Articles Marketmedia

Esma Seeks Trade Reporting Postponement

Written by Terry Flanagan | Aug 16, 2013 5:32:00 PM

The European Securities and Markets Authority (Esma) is seeking to postpone the start date of mandatory reporting of exchange-traded derivatives transactions to trade repositories by one year, until 2015, in order to develop guidelines and recommendations on reporting of ETDs and on the need for counterparties, trade repositories and regulators to have the necessary time to implement them.

Under Emir, Esma has responsibility for establishing technical standards with regard to the format and frequency of trade reports to trade repositories.

In a letter to the European Commission on August 6, Esma said “it was a matter of urgency” that the postponement be granted.

“The implementation work provided evidence to Esma of the complexity of reporting of trades subject to the rules of a trading venue and executed in compliance with those rules, including the processing by a trading venue after execution and the clearing by a CCP within one working day of execution,” the letter said.

Market participants, meanwhile, are building out their capabilities for complying with Emir’s trade reporting obligation.
BNP Paribas Securities Services is outsourcing its derivatives trade reporting obligations under Emir to the London-based DTCC Derivatives Repository Limited (DDRL). The European arm of the Depository Trust & Clearing Corporation (DTCC) will assist the bank’s buy and sell-side clients as the new rules requiring most OTC trades to be reported to a central repository and to effectively be cleared ‘on change’ via a central counterparty (CCP) clearinghouse, come into effect.

“A large number of industry players still associate Emir exclusively with clearing,” said Helene Virello, head of collateral management services at BNP Paribas Securities Services. “As a result, many may be unprepared to comply with reporting provisions entering into force in January 2014. Our agreement with DTCC provides an effective solution to fulfill the legal obligation in a timely and cost effective manner. As such we expect strong demand for third party reporting services.”

Central repositories will act as information warehouses under Emir in Europe and Dodd-Frank in the U.S., storing the details of all derivatives trades exclusively for reference and inspection by regulators.

One party to the contract can delegate the reporting obligations to the other, or a third party can be used to reduce not only cost but the time burden to parties and systemic risk. It is this latter option that BNP Paribas Securities Services is pursuing by partnering with DDRL.

“Along with our Collateral Access products, we can now accompany our clients through the entire transaction process from trade capture to reporting,” said Virello. “Electronic affirmation and confirmation and liquidity solutions are all covered, and we are ideally placed to carry on reporting on behalf of trading parties.”

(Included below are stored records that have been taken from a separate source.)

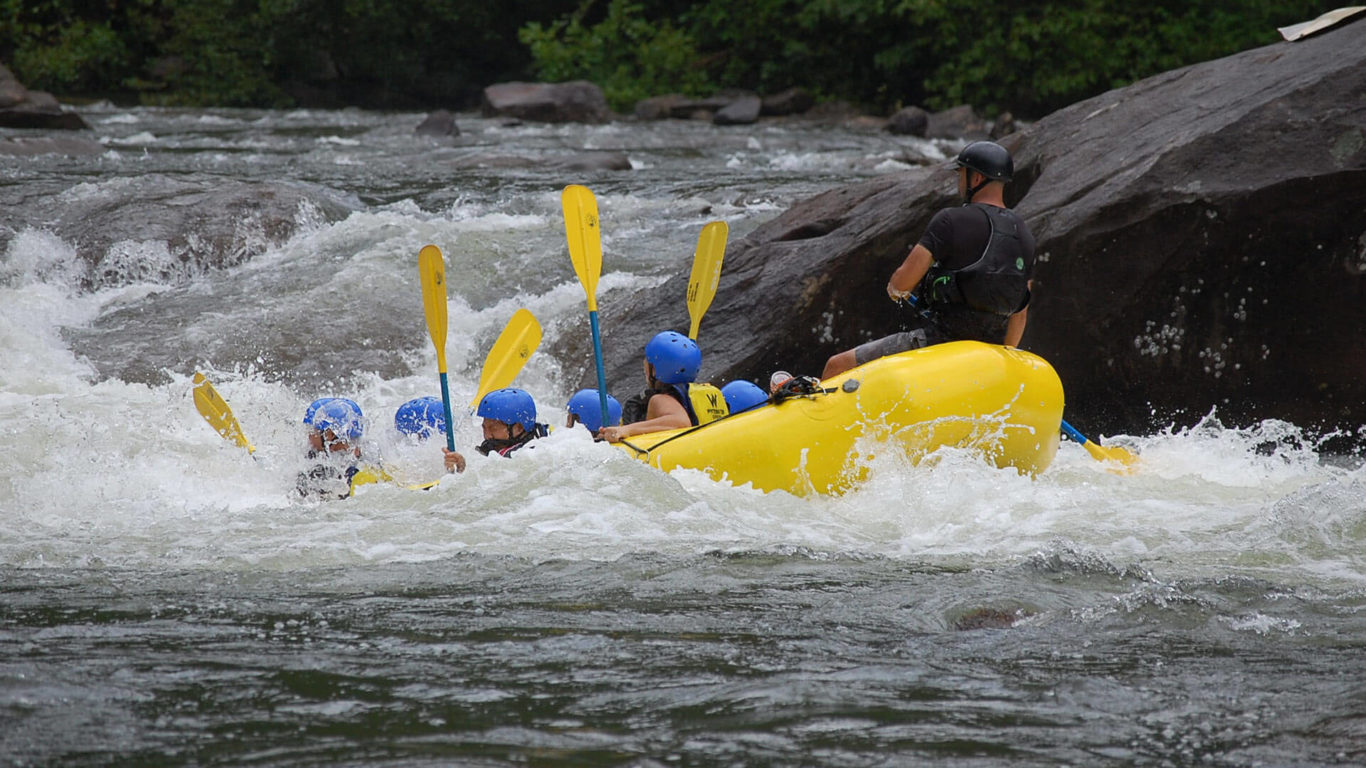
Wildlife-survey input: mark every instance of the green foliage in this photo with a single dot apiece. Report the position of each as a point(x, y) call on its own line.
point(626, 55)
point(1029, 56)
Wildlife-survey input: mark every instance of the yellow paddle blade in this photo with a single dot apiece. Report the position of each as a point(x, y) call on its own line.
point(706, 272)
point(216, 412)
point(1126, 459)
point(581, 228)
point(510, 353)
point(432, 268)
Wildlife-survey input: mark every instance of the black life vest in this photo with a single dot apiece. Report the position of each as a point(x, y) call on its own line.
point(702, 402)
point(993, 284)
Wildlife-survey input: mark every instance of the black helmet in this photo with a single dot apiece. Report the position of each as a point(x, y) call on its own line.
point(988, 159)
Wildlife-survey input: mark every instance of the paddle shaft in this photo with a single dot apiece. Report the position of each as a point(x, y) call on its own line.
point(1071, 432)
point(445, 407)
point(585, 241)
point(597, 360)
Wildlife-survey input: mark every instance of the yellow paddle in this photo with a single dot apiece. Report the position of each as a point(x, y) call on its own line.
point(1127, 459)
point(216, 412)
point(706, 272)
point(519, 338)
point(432, 272)
point(582, 230)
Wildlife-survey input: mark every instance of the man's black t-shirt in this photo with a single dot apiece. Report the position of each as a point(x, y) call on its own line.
point(989, 287)
point(956, 238)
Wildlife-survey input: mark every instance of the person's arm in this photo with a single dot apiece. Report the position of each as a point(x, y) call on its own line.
point(663, 413)
point(1015, 325)
point(454, 461)
point(910, 272)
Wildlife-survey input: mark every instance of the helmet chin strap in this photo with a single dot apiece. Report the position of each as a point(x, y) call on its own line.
point(971, 192)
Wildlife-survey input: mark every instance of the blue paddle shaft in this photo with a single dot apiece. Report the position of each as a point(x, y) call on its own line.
point(1071, 432)
point(597, 360)
point(445, 406)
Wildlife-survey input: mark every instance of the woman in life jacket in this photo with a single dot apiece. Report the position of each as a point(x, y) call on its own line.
point(508, 424)
point(672, 399)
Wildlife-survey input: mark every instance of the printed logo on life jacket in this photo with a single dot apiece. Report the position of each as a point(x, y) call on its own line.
point(708, 402)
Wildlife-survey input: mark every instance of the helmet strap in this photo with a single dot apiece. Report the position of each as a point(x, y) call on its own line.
point(971, 192)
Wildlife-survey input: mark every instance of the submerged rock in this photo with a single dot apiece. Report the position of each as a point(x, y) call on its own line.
point(1201, 239)
point(575, 101)
point(23, 108)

Emir requires the reporting of an extensive range of information which goes beyond execution and confirmation details. Information on valuation, on the collateral held, on the rationale of the trade and on the identity of the final beneficiary is also required.

“By reporting their trades to a DTCC repository once, clients of BNP Paribas can meet their reporting obligations in multiple jurisdictions, where such obligation exists,” said Andrew Green, global head of derivative account management at DTCC Deriv/Serv. “Having this discussion with their service providers or dealers, or with a trade repository, is paramount to ensuring they are ready to meet their regulatory obligations.”